Here’s a good start on how to get to know a school and demonstrate your interest, even if you can’t visit:
- Do preliminary research.
Whether making plans to visit or not, it’s a wise move to do some preliminary research into the school. Go beyond the college website’s homepage: dig into the programs offered in your fields of interest, check to see if your academic profile fits the admissions requirements, learn about the school’s vision and mission to see if it aligns with your own goals, and find out whatever other information you need to make sure that (on paper at least) it looks like a good fit.
- Connect with the school’s social media and get onto the school’s email list.
One of the easiest and quickest ways to get to know a school and demonstrate your interest is to connect with the school on social media. It is also a smart idea to get onto the prospective student email list, which (along with the typical marketing campaigns urging you to apply) will provide pertinent application information so you are aware of requirements and upcoming deadlines. (Pro tip: actually open and read these emails, too — many schools assess prospective student engagement by tracking student’s engagement.)
- Reach out to admissions.
Once you’ve done your research and decided you want to apply, get connected with the admissions office. By speaking with someone from admissions, you’ll learn of additional ways to connect without visiting. Each school will have a menu of different options to get connected. (Pro tip: make sure you’ve done thorough research into the school before reaching out so you have good questions to ask and can show you’ve already been looking into the school.)
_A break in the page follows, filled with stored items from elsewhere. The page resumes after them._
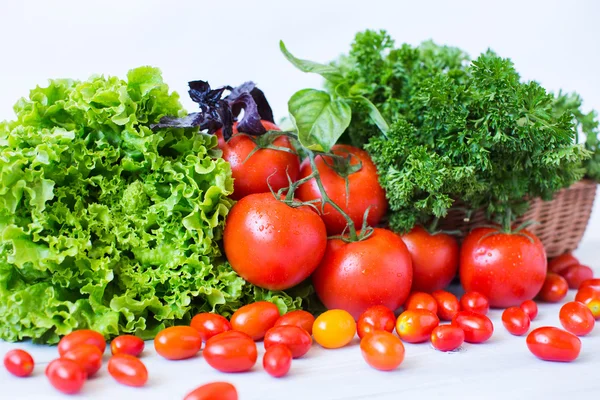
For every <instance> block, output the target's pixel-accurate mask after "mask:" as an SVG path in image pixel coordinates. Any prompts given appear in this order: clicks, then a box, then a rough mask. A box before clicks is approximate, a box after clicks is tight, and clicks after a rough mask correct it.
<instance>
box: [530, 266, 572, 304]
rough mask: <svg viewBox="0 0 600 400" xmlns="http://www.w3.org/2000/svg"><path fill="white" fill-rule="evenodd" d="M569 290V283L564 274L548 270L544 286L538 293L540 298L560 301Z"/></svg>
mask: <svg viewBox="0 0 600 400" xmlns="http://www.w3.org/2000/svg"><path fill="white" fill-rule="evenodd" d="M568 291H569V284H568V283H567V281H566V279H565V278H563V277H562V276H560V275H558V274H555V273H553V272H548V274H547V275H546V280H545V281H544V286H542V289H540V292H539V293H538V298H539V299H540V300H542V301H545V302H548V303H558V302H559V301H561V300H562V299H564V298H565V296H566V295H567V292H568Z"/></svg>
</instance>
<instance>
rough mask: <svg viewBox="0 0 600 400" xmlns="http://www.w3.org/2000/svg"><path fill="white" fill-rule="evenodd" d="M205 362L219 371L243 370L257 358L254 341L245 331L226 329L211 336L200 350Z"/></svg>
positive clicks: (239, 371) (224, 371)
mask: <svg viewBox="0 0 600 400" xmlns="http://www.w3.org/2000/svg"><path fill="white" fill-rule="evenodd" d="M202 354H203V355H204V358H205V359H206V362H207V363H208V364H209V365H210V366H211V367H213V368H214V369H216V370H218V371H221V372H245V371H248V370H250V369H251V368H252V367H253V366H254V364H256V359H257V358H258V350H257V349H256V343H254V341H253V340H252V338H251V337H250V336H248V335H246V334H245V333H242V332H236V331H227V332H223V333H219V334H218V335H216V336H213V337H211V338H210V339H208V341H207V342H206V347H205V348H204V351H203V352H202Z"/></svg>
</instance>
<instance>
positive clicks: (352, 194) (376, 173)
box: [296, 144, 387, 235]
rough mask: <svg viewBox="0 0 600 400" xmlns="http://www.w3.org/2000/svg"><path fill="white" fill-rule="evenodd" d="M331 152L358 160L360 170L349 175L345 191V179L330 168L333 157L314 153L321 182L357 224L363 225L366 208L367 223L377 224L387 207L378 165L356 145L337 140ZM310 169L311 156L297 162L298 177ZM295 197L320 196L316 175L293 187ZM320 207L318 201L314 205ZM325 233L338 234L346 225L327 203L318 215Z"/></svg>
mask: <svg viewBox="0 0 600 400" xmlns="http://www.w3.org/2000/svg"><path fill="white" fill-rule="evenodd" d="M331 152H332V153H333V154H336V155H339V156H343V157H350V165H351V166H352V167H356V166H357V165H358V164H359V163H360V164H361V168H360V170H358V171H356V172H353V173H351V174H350V175H348V186H347V187H348V195H346V180H345V179H344V178H343V177H341V176H340V175H339V174H338V173H337V172H336V171H334V169H333V168H331V166H332V165H334V160H332V159H331V157H329V156H320V155H319V156H317V157H316V158H315V164H316V166H317V170H318V171H319V174H320V176H321V182H322V184H323V188H324V189H325V193H327V195H328V196H329V198H330V199H331V200H332V201H333V202H334V203H335V204H337V205H338V206H339V207H341V208H342V210H343V211H344V212H345V213H346V214H348V216H349V217H350V218H352V221H354V224H355V225H356V226H362V221H363V218H364V214H365V211H367V209H369V215H368V217H367V224H368V225H369V226H376V225H377V224H378V223H379V221H380V220H381V218H382V217H383V216H384V215H385V212H386V210H387V200H386V198H385V191H384V190H383V189H382V188H381V185H380V184H379V178H378V176H377V168H376V167H375V164H373V161H371V157H370V156H369V154H368V153H367V152H366V151H364V150H361V149H358V148H356V147H352V146H348V145H343V144H338V145H335V146H333V147H332V148H331ZM311 173H312V168H311V165H310V160H309V159H308V158H307V159H306V160H304V162H302V165H300V179H302V178H306V177H307V176H308V175H310V174H311ZM296 194H297V196H298V198H299V199H300V200H302V201H311V200H320V199H321V191H320V189H319V186H318V185H317V182H316V181H315V179H314V178H313V179H311V180H310V181H308V182H306V183H304V184H302V185H300V187H299V188H298V190H297V191H296ZM317 206H318V207H320V204H318V205H317ZM321 217H322V218H323V221H325V226H326V227H327V233H328V234H329V235H337V234H340V233H342V232H343V231H344V229H345V228H346V219H345V218H344V217H343V216H342V215H341V214H340V213H339V212H338V211H337V210H335V209H334V208H333V207H331V205H329V204H327V205H326V206H325V210H324V213H323V215H321Z"/></svg>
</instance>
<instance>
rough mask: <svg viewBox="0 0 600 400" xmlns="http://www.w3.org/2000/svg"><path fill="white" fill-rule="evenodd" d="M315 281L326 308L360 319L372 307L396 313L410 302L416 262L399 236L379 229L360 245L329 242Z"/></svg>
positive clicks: (359, 244) (317, 287)
mask: <svg viewBox="0 0 600 400" xmlns="http://www.w3.org/2000/svg"><path fill="white" fill-rule="evenodd" d="M312 281H313V283H314V286H315V291H316V292H317V295H318V296H319V298H320V299H321V301H322V302H323V304H324V305H325V307H327V308H328V309H330V310H331V309H342V310H346V311H348V312H349V313H350V314H351V315H352V316H353V317H354V318H355V319H358V317H360V314H362V313H363V312H365V310H366V309H367V308H369V307H371V306H375V305H384V306H386V307H388V308H389V309H391V310H396V309H398V308H399V307H400V306H401V305H402V304H403V303H404V301H406V298H407V297H408V294H409V293H410V286H411V284H412V261H411V259H410V253H409V252H408V250H407V249H406V246H405V245H404V242H403V241H402V239H400V237H399V236H398V235H396V234H395V233H393V232H392V231H389V230H387V229H381V228H375V229H374V230H373V234H372V235H371V236H369V237H368V238H367V239H365V240H361V241H359V242H352V243H346V242H344V241H343V240H341V239H331V240H329V241H328V242H327V250H326V251H325V256H324V257H323V260H322V261H321V264H320V265H319V267H318V268H317V269H316V270H315V272H314V273H313V275H312Z"/></svg>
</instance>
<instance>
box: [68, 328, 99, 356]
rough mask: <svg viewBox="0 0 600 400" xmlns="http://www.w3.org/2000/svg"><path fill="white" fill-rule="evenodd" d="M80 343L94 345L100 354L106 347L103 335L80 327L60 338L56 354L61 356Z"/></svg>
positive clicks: (82, 343)
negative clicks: (98, 351) (76, 330)
mask: <svg viewBox="0 0 600 400" xmlns="http://www.w3.org/2000/svg"><path fill="white" fill-rule="evenodd" d="M80 344H91V345H93V346H96V347H97V348H98V350H100V352H101V353H102V354H104V350H105V349H106V341H105V340H104V336H102V335H101V334H100V333H98V332H96V331H92V330H90V329H81V330H78V331H73V332H71V333H69V334H68V335H66V336H64V337H63V338H62V339H60V342H58V354H59V355H60V356H61V357H62V356H63V355H64V354H65V353H66V352H67V351H69V350H71V349H74V348H75V347H77V346H79V345H80Z"/></svg>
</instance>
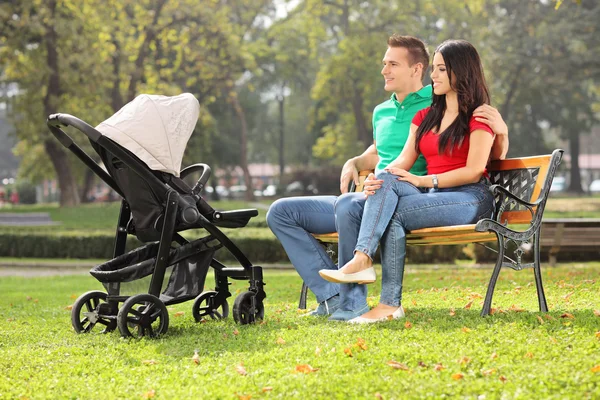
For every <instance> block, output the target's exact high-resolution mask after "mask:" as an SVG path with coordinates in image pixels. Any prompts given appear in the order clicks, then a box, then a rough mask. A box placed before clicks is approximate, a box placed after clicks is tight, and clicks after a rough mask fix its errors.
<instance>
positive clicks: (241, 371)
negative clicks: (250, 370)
mask: <svg viewBox="0 0 600 400" xmlns="http://www.w3.org/2000/svg"><path fill="white" fill-rule="evenodd" d="M235 371H236V372H237V373H238V374H240V375H248V372H247V371H246V368H244V365H243V364H241V363H240V365H238V366H236V367H235Z"/></svg>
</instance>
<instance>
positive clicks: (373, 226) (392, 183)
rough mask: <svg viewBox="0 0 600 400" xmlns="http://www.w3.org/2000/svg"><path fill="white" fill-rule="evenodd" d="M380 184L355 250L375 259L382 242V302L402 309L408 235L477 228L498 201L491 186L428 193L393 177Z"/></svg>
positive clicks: (363, 219) (397, 177)
mask: <svg viewBox="0 0 600 400" xmlns="http://www.w3.org/2000/svg"><path fill="white" fill-rule="evenodd" d="M377 178H378V179H382V180H383V183H382V186H381V188H380V189H379V190H377V191H376V192H375V194H374V195H372V196H370V197H369V198H368V200H367V201H366V203H365V207H364V212H363V216H362V224H361V227H360V233H359V237H358V240H357V244H356V248H355V250H356V251H361V252H363V253H365V254H367V255H368V256H369V257H371V259H372V258H373V256H374V254H375V251H376V250H377V247H378V245H379V242H380V241H381V264H382V277H381V282H382V288H381V298H380V302H381V303H383V304H386V305H388V306H395V307H397V306H399V305H400V303H401V300H402V279H403V276H404V260H405V256H406V232H407V231H411V230H415V229H421V228H432V227H436V226H449V225H464V224H473V223H475V222H477V221H478V220H480V219H481V218H485V217H489V216H491V215H492V212H493V208H494V198H493V195H492V194H491V193H490V191H489V190H488V185H487V184H485V183H473V184H468V185H463V186H458V187H453V188H446V189H438V190H437V191H429V192H427V191H425V190H424V189H419V188H417V187H415V186H413V185H412V184H410V183H408V182H403V181H399V180H398V177H397V176H396V175H393V174H390V173H388V172H383V173H380V174H379V175H378V177H377Z"/></svg>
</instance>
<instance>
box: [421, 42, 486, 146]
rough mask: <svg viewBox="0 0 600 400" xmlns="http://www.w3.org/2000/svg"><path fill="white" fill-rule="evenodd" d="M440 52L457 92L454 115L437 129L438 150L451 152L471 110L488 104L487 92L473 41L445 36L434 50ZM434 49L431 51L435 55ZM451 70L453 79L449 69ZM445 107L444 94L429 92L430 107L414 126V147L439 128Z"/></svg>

- Meet with a regional representative and/or set up an alumni interview.
Colleges want to meet you, too! Many colleges use their alumni network and regional representatives to reach out and find prospective applicants. Take advantage of these opportunities.
- Write strong application essays.
Many schools require applicants to write additional essays to explain their interest in the school — commonly known as “Why?” Essays. These essays are where you can let your hard work and research into the school shine. By connecting your interests to what the school offers, you’ll be able to make a strong argument for your admission. (Pro tip: most optional essays aren’t really optional, so make sure you write those, too. Completing optional scholarship essays is also a way to demonstrate interest.) If you’re looking for additional guidance on your application essays, Galin Education can help. Sign up to meet with an Essay Coach by clicking here.
- Get applications in early.
Turning in a polished application with room to spare shows that you put time and effort into your application. Waiting until the last minute of the last deadline to turn in your application, on the other hand, might indicate that the school was not high your list — especially if the application appears rushed.